Eli Abaev אלי אבייב

Free agent
- Position: Power forward / center
- League: Liga Leumit

Personal information
- Born: December 13, 1998 (age 27)
- Listed height: 6 ft 8 in (2.03 m)
- Listed weight: 210 lb (95 kg)

Career information
- High school: Zion Lutheran (Deerfield Beach, Florida)
- College: Eastern Florida State (2016–2018); Austin Peay (2019–2020); Florida Gulf Coast (2020–2021);
- NBA draft: 2021: undrafted
- Playing career: 2021–present

Career history
- 2021–2022: Hapoel Be'er Sheva
- 2022–2023: Maccabi Haifa
- 2023–2024: Ironi Nahariya
- 2024–2025: Elitzur Yavne
- 2025–2026: Ironi Nahariya

= Eli Abaev =

American-Israeli basketball player (born 1998)

Eli Abaev (אלי אבייב; born December 13, 1998) is an American-Israeli professional basketball player, who most recently played for Ironi Nahariya of the Liga Leumit. He played college basketball for Eastern Florida State College, Austin Peay State University, and Florida Gulf Coast University. Abaev plays the power forward and center positions.

==Early life==

Abaev was born in Israel and moved to the United States as a child. His hometown is Coral Springs, Florida. Abaev is Jewish. He is 6 ft 8 in tall. He weighs 205 lb.

He played at Zion Lutheran High School in Deerfield Beach. There, Abaev averaged 12 points and eight rebounds per game on 56% shooting from the floor for the Lions.

==College==
Abaev began his college career playing for Eastern Florida State College for two years. In 2016–17 in his first season, as the Titans were national runners-up, as a freshman he shot 59.8% from the floor, and had 7.4 rebounds per game. He was named to the 2017 National Junior College Athletic Association Division I Championship All-Tournament team.

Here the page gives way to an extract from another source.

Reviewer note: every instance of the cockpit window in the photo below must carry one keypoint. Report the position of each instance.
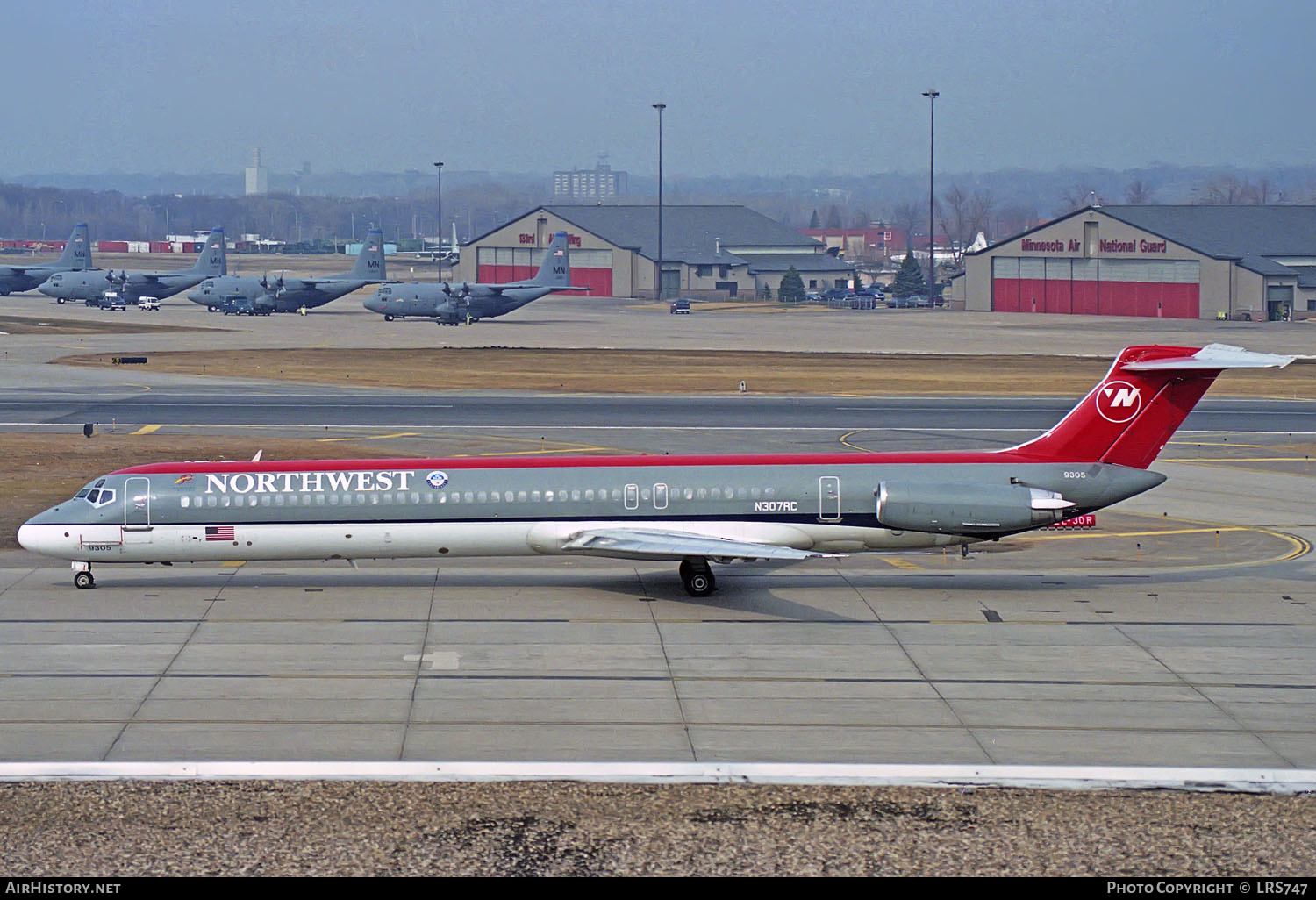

In 2017–18, Abaev helped the Titans finish third in the NJCAA National Championship Tournament. He averaged 9.1 points and 9.8 rebounds (2nd in NJCAA Region 8) per game, shot 52.9% from the floor, and received First Team All-Mid-Florida Conference honors.

He transferred to Austin Peay State University, and in 2018–19, due to a lower-body injury, he redshirted.

As a redshirt junior in 2019–20 he played for Austin Peay. In 2019–20 Abaev averaged 7.9 points and 7.7 rebounds (4th in the Ohio Valley Conference) per game for the Austin Peay Governors, shooting 50.6% from the field.

Abaev then transferred and attended Florida Gulf Coast University, graduating in 2021. In 2020–21 he played for the Florida Gulf Coast Eagles. He averaged 7.1 points, 7.4 rebounds (3rd in the Atlantic Sun Conference), and 0.7 blocks (4th) per game.

==Professional career==

===Hapoel Altshuler Shaham Beer Sheva (2021–2022)===
Abaev started his professional career playing for Hapoel Be'er Sheva in the Israeli Basketball Premier League, with whom he signed on June 21, 2021.

===Ironi Nahariya (2023–2024)===
On December 5, 2023, Abaev received a Hoops Agents National League Player of the Week award for Round 1. He had 26 points and 19 rebounds for his team to win.

===Elitzur Yavne (2024–2025)===
On November 30, 2024, he received a Hoops Agents National League Player of the Week award for Round 7. He had a double-double of 29 points and 15 rebounds. On December 16, 2024, he received another Hoops Agents National League Player of the Week award for Round 10. He had a double-double of 31 points and 13 rebounds. On February 13, 2025, he received a Hoops Agents National League Player of the Week award for Round 22. He had a triple-double of 36 points, 11 rebounds, and 10 assists. At the conclusion of the season, he was named Player of the Year, Domestic Player of the Year and First Team.

==International==
Abaev played for Team USA in the 2019 European Maccabi Games, winning a gold medal and averaging 17.0 points and 15.3 rebounds in six games. In the gold medal game against Team Russia, he scored 23 points and had 28 rebounds.

==Personal life==
Abaev's younger brother is Shon Abaev.